An army officer who led Mali’s 2012 coup against then president Amadou Toumani Toure will stand trial on Nov. 30 for murder and collusion over the massacre of soldiers who opposed the takeover.

The coup headed by Amadou Sanogo toppled what had been heralded as one of west Africa’s most stable democracies and precipitated the fall of northern Mali to Al-Qaeda-linked groups until a French-led military operation forced them out of the towns.

An official communique received by AFP Friday said a Bamako court would hear “the case of Amadou Sanogo and several others accused of kidnapping, murder and collusion.”

After Sanogo and his military junta seized power in the largely desert nation in March 2012, several dozen paratroopers known as the “Red Berets” who had supported the ousted president were seized.

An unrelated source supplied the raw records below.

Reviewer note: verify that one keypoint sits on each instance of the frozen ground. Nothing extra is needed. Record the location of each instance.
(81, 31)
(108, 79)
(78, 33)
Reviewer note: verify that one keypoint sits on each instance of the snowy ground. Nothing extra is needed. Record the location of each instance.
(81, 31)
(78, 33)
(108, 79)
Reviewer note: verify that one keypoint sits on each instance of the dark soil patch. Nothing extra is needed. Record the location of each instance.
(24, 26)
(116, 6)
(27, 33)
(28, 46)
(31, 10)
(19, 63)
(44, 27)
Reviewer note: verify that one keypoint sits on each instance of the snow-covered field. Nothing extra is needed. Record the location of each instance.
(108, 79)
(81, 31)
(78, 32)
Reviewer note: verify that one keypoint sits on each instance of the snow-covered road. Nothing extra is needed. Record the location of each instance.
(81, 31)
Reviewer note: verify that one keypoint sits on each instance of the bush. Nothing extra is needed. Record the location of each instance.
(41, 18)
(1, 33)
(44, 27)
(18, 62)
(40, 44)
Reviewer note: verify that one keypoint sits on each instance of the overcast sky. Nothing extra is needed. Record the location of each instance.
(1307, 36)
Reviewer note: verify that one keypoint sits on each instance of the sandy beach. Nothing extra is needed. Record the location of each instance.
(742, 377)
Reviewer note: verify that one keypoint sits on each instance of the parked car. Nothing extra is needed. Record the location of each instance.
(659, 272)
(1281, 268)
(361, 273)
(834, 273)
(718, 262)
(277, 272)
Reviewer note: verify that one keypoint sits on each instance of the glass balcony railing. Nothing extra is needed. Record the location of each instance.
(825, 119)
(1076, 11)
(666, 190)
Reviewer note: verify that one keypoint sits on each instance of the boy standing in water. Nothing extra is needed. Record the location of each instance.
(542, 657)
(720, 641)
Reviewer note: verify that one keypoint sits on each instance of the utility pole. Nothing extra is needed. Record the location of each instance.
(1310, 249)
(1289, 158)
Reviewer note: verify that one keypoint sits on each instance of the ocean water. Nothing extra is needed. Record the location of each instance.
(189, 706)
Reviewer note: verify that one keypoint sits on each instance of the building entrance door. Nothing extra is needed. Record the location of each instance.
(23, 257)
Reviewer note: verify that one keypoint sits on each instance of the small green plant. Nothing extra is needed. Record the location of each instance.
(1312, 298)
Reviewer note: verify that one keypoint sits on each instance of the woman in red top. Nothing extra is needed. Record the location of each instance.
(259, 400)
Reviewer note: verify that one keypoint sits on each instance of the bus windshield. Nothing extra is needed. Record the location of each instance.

The regiment had mounted an unsuccessful counter-coup a month after Sanogo toppled Toure.

By December 2012, almost 30 of the missing soldiers’ bodies were found in ditches near Kati, a garrison town outside the capital Bamako, where Sanogo had set up his headquarters.

Sanogo was arrested in November 2013 after handing over power to a transitional regime in a deal brokered by the Economic Community of West African States (ECOWAS).

If convicted, he could face the death penalty in line with Malian law.

During their brief rule, Sanogo and his allies were also accused of violence against politicians, journalists and prominent members of civil society.